Catalog Information:
  • Category or Topic Area: A thematic grouping or subject that the datax related to
  • Data Source: Name of organization and data source or product
  • Organization URL: Web page associated with the data source
  • Description: High level description of indicators or source
  • Download URL: Link to FTP page, bulk download link, or API page 
  • Data Dictionary: Link to HTML page or spreadsheet glossary of data
  • Geographic Units: National, state, metropolitan, county, tract, block group, GIS data
  • Geographic Scope: Global, national, subnational, only metropolitan, city
  • Time Units: Annual, quarterly, monthly, days, point-in-time
  • Time range: Periods covered in the data 
  • Release Date: Frequency of updates and link to release calendar
  • Type of Data Access: FTP, direct download link, public API, limited API, private API 
  • Notes: Any pertinent information not captured in the standard catalog fields

Data Sources: 

Phase 1 Qualifications:
  • Proficiency in Excel. 
  • Proficiency in GIS software such as QGIS or ArcGIS.

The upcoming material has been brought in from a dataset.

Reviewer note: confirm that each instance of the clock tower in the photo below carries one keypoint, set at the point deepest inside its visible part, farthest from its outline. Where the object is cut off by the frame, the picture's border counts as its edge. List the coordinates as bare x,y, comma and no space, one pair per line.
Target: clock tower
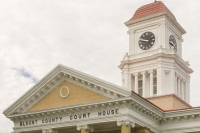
154,65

  • Basic knowledge of R or Python is a plus. 
  • Interest in data cleaning, standardization, and geocoding. 
  • Past research experience working with messy datasets.
  • Highly organized and detail oriented.
  • Knowledge of different kinds of data sources, ability to understand technical data documentation, basic understanding of how APIs work.
  • Basic familiarity with structured, semi-structured, and unstructured data formats (e.g., CSV, JSON, Simple Feature, raster/GeoTIFF, and/or XML). 
  • Eagerness to constantly learn, ask questions, share knowledge, and teach others.
  • Empathetic and self-aware mindset; express mutual respect, trust, and willingness to assist team members.
  • Ability to work in a dynamic environment where requirements and solutions evolve through collaboration.
  • Ability to articulate technical barriers and proactively solicit help from team members. 
  • Ability to work independently on the design and development of research methods. 
  • Capable of autodidactic learning from academic articles, self-guided tutorials, Stack Overflow, and package documentation.